The following was submitted by Laura Sheridan.
At a McLean Woman’s Club meeting on Sept. 3, retired Washington Post columnist Bob Levey shared his views on the Post’s future in the wake of its purchase by Amazon.com CEO Jeff Bezos.
He also discussed the economic factors affecting the newspaper business, including the loss of advertising, declines in circulation and, perhaps chiefly, the competition of the Internet.
Levey believes there will be two forms of the Washington Post: “I think it’s not too much of a leap to say that very, very soon the Post will be in a very limited way a print product and in a very major way an electronic product,” he said.
Moreover, customers probably will be able to select the portions of the paper they wish to receive online, essentially creating a version of the paper that is customized for them.

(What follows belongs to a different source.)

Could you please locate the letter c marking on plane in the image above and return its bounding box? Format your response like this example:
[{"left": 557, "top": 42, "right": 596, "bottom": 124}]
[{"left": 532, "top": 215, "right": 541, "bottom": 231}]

Levey sees dangers in this practice: “In the political and opinion realm… People will order stuff that reinforces what they already think.” He did, however, note the “great” business value of the plan. He also expressed concern that Bezos, the new owner of the Post, might try to impose his political views, and that residing in Washington State, far from D.C., might cause the paper to neglect local events, which have been its traditional focus. He is also concerned about the truncated nature of news on the Internet and “the difficulty in getting the full story” there.
However, Levey believes the Post’s print version will continue to be “a deeply reported, carefully edited product.”
“We have to stand for the best, the deepest and the fullest,” Levey said.